Em 2024, o Supremo Tribunal Federal (STF) ratificou a legalidade desse novo modelo.
No contrato de trabalho intermitente, o colaborador estabelece vínculo formal com a empresa por meio da assinatura da carteira de trabalho. Porém, não há uma jornada fixa nem um salário mensal predefinido.
É o empregador quem decide quando convocar o funcionário para o serviço. A remuneração é calculada com base nas horas efetivamente trabalhadas.
Os direitos trabalhistas – como férias, décimo terceiro salário, Fundo de Garantia por Tempo de Serviço (FGTS), INSS e outros benefícios – são proporcionais ao tempo de trabalho.
Todas as profissões e atividades podem ser enquadradas nesse formato de contrato. A única exceção são os aeronautas, regulamentados por legislação específica.
A doutora em Economia e integrante do Centro de Estudos, Pesquisas e Projetos Econômico-sociais (Cepes), da Universidade Federal de Uberlândia, Alanna Santos de Oliveira, entende que o contrato por hora fragiliza o trabalhador: ele fica sujeito à convocação do empregador, sem previsibilidade, jornada e rendimentos mínimos garantidos.
“Para um colaborador intermitente ganhar mais do que um não intermitente, ele teria que assumir em média pelo menos três contratos, o que é bastante difícil de ocorrer. É um modelo que teve baixa adesão no Brasil. E, apesar da ideia de que possa assumir várias ocupações simultaneamente, o trabalhador precisa estar disponível em algum momento”, menciona Oliveira.
Além da questão econômica, a intermitência pode acarretar um risco de vulnerabilidade social.

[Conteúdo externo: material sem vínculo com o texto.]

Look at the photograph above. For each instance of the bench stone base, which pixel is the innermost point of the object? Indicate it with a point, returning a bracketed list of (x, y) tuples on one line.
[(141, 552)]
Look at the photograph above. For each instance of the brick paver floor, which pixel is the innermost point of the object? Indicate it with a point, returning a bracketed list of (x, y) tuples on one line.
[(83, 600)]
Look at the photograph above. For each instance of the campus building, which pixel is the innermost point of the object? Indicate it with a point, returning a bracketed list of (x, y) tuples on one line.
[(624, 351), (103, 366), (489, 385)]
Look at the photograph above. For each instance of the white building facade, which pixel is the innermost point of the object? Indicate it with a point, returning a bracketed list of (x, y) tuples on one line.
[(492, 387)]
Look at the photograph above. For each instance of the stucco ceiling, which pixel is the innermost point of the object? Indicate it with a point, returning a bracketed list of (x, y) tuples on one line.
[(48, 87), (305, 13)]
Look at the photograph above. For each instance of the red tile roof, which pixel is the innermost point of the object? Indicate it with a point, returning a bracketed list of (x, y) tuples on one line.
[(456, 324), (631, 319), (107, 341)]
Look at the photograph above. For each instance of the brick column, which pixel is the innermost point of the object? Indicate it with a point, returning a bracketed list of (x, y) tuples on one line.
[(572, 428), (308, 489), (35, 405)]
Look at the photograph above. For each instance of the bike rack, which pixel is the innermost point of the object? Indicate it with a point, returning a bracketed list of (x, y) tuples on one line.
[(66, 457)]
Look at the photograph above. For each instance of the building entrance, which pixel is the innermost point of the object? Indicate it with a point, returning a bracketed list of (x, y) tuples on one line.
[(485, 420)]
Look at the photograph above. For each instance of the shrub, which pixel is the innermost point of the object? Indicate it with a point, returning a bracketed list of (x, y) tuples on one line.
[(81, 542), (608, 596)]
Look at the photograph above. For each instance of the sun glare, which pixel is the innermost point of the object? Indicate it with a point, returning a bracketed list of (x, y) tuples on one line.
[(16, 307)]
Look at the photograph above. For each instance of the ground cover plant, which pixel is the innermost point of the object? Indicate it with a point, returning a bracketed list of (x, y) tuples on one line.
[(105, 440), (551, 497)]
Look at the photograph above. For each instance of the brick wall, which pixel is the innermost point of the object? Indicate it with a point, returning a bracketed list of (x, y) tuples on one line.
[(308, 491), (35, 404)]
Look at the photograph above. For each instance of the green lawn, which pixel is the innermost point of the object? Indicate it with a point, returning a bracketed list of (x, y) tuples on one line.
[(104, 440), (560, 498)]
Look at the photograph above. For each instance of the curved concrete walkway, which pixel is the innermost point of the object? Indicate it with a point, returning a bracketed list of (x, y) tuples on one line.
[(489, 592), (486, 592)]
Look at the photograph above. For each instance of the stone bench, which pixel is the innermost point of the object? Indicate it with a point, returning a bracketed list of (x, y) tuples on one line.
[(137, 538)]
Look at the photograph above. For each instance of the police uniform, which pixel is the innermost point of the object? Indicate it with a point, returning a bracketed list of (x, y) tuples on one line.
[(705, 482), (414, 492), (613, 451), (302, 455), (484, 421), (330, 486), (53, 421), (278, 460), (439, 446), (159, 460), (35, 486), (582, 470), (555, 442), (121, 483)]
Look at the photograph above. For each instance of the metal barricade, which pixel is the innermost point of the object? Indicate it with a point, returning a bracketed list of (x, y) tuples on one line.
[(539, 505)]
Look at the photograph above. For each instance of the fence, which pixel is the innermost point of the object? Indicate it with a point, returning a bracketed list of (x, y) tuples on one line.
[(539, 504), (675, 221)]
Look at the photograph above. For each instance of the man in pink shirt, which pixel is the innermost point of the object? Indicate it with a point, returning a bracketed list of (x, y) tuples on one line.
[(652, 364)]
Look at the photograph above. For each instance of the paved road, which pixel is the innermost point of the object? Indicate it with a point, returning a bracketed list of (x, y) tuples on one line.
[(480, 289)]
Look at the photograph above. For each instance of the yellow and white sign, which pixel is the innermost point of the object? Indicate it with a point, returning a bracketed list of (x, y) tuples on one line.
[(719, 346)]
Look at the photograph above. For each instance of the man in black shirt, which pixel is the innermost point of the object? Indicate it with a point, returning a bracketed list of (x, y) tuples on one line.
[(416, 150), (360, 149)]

“Não há garantia de que o trabalhador conseguirá alcançar o mínimo mensal exigido pelo INSS. Ele teria que realizar contribuições para complementar esse mínimo. Em outras situações, nem teria essa possibilidade, como no caso do seguro-desemprego e do abono salarial. A imprevisibilidade compromete ainda mais o orçamento do trabalhador e seu planejamento financeiro. Como fica aguardando convocações e sem saber quantas horas vai trabalhar, também fica incerto quanto à remuneração que receberá”, explica Oliveira.